Re: HTTP 1.1 --> 2.0 Upgrade

In vancouver we agreed not to slaughter too many bytes over mandatory
TLS; but we also talked about the need to describe how HTTP/2 binds to
TLS. I'm going to narrowly scope this email to the issues involved with
those situations and how the upgrade should, imo, work without getting
into every detail:

Case 1: https:// scheme - go to the port in the url (default 443) and
use NPN to select http/2 or http/1 (default is http/1 in the case NPN is
not implemented on the server)

Case 2: http:// scheme with default port - optimistically consult DNS
SRV looking for either http2-tls or http2-plaintext depending on what
the client wants. If you get a SRV result back "quickly" go to the host
and port provided and start speaking http2 over tls or plaintext as
appropriate. No extra indirections, no use of http/1. Reasonable server
implementations are forseeable.

Case 3: http:// scheme with an explicit port or lack of SRV information.
This is where we need to bootstrap from HTTP/1. AFAICT people want two
different patterns:

Case 3a: Direct the traffic to another location like Alternate-Protocol
does... basically bundling srv information with an http/1 response..
"here is the answer to your http/1 request and btw over on port 443 we
speak http2-tls and on port 8080 we speak http2-plaintext".. clients can
decide whether they want to jump over there right away or overlap some
more http/1 transactions with the handshake on the other port.. its
probably not important for http/2 to define exactly what happens other
than the lifespan of that alternate-protocol announcement.

Case 3b: transform the current connection into an http/2 connection
(possibly even adding in tls the same way CONNECT does) with http/1
upgrade roughly like websockets does. 

Does that framing seem reasonable?

Does anyone want to make an argument for having both?

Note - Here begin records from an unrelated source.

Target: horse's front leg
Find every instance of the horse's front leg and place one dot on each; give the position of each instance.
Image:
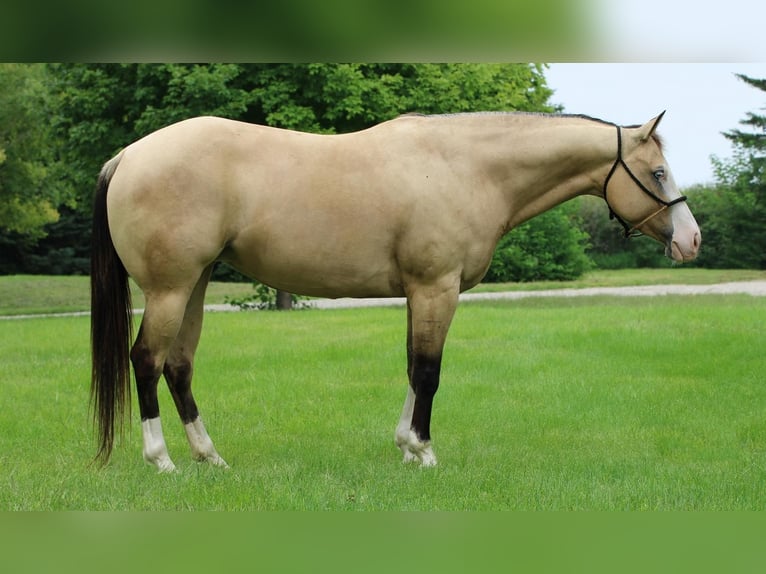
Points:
(429, 314)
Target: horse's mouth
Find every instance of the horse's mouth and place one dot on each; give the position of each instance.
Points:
(682, 255)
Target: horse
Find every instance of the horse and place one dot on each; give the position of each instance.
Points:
(412, 207)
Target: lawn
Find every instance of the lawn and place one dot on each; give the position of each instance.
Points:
(594, 403)
(33, 294)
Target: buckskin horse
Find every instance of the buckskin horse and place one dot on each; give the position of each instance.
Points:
(411, 207)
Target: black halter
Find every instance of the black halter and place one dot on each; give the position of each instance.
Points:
(634, 231)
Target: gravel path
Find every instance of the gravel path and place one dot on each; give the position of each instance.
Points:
(755, 288)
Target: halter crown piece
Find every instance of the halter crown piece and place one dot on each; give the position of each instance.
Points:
(634, 231)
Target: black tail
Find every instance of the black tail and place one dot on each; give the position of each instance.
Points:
(111, 324)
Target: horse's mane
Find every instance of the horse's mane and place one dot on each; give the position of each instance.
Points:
(655, 136)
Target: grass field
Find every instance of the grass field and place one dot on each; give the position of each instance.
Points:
(32, 294)
(592, 403)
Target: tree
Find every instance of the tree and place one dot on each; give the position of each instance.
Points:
(96, 109)
(29, 192)
(733, 211)
(551, 246)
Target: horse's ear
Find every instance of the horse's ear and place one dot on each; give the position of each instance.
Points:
(646, 130)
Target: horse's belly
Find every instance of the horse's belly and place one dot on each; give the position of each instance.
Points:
(318, 272)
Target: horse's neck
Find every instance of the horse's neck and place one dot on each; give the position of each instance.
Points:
(537, 163)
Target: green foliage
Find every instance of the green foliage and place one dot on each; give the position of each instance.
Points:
(550, 246)
(732, 212)
(264, 298)
(93, 110)
(608, 247)
(29, 191)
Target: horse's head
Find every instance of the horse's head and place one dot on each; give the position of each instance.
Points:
(642, 195)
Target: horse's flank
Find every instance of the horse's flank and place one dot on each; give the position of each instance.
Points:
(353, 214)
(413, 206)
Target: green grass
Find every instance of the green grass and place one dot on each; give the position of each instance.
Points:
(33, 294)
(597, 403)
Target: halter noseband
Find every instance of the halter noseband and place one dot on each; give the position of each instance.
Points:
(635, 230)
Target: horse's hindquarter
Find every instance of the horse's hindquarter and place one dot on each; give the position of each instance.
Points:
(319, 215)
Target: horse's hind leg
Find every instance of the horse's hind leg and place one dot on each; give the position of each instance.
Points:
(179, 368)
(160, 325)
(429, 314)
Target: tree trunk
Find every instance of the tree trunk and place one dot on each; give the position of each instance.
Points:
(284, 301)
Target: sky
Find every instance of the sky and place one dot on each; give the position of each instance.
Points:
(702, 100)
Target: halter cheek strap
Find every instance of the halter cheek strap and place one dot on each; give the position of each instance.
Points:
(633, 231)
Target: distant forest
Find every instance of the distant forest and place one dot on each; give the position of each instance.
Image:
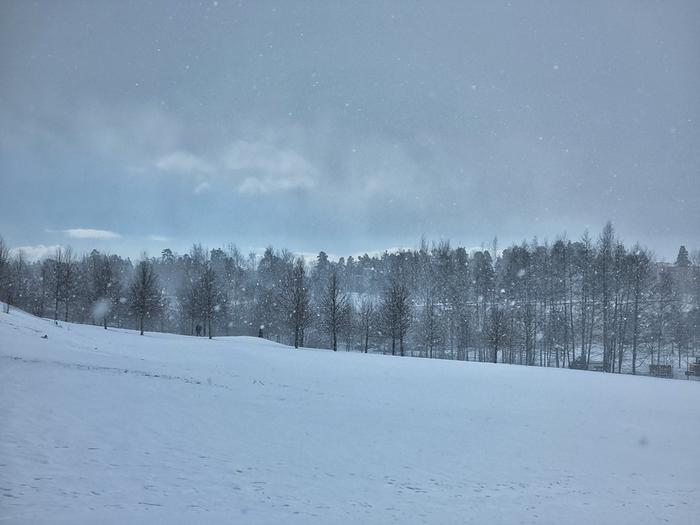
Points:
(587, 303)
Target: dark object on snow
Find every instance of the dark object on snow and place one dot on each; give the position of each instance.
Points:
(660, 370)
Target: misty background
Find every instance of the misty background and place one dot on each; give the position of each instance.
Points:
(347, 127)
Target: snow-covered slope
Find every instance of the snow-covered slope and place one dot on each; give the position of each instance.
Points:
(109, 427)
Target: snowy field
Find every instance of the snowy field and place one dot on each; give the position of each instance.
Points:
(109, 427)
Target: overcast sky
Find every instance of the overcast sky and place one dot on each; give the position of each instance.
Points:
(347, 126)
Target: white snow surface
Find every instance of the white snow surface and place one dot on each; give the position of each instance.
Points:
(110, 427)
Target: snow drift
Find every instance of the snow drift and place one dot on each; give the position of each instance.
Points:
(109, 427)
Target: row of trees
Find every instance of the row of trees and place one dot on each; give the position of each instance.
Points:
(568, 303)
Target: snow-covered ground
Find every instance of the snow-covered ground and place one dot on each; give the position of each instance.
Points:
(109, 427)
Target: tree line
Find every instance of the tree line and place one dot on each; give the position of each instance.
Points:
(563, 304)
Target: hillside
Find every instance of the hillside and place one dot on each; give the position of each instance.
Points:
(109, 427)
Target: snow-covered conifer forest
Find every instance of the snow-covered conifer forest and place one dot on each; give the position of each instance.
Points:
(592, 302)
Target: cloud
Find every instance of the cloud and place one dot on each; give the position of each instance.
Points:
(36, 252)
(254, 166)
(201, 187)
(185, 163)
(158, 238)
(266, 168)
(88, 233)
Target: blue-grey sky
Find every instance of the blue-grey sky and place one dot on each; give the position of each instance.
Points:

I'd prefer not to
at this stage but the question seems worth asking.

In favor of 3a - 1] the results are cached and future connections are
pure http/2 without bootstrapping them each time. 2] It also can move
http/2 to a non-port-80 location which alleviates concerns about
transparent proxies being confused.

In favor of 3b - 1] it doesn't require another connection as the current
one is transformed in place. 2] it sidesteps issues about caching the
discovery information of alternate-protocol and its scope and maybe even
security considerations with it. 3] websockets uses port 80 and I'm not
overwhelemed with bug reports about unreachable services due to the http
proxy problem, though the amount of use of websockets is tiny compared
to http and many websockets applications have comet/etc fallbacks just
to support browsers without a ws implementation - so the truth here
might not yet be known.

Mostly I favor 3a because the caching reduces the need for latency
inducing bootstraps while maximizing the amount of http/2 that is used.
I don't constantly like redoing that bootstrap. It also dovetails nicely
with the srv approach as it basically tunnels the srv into http/1.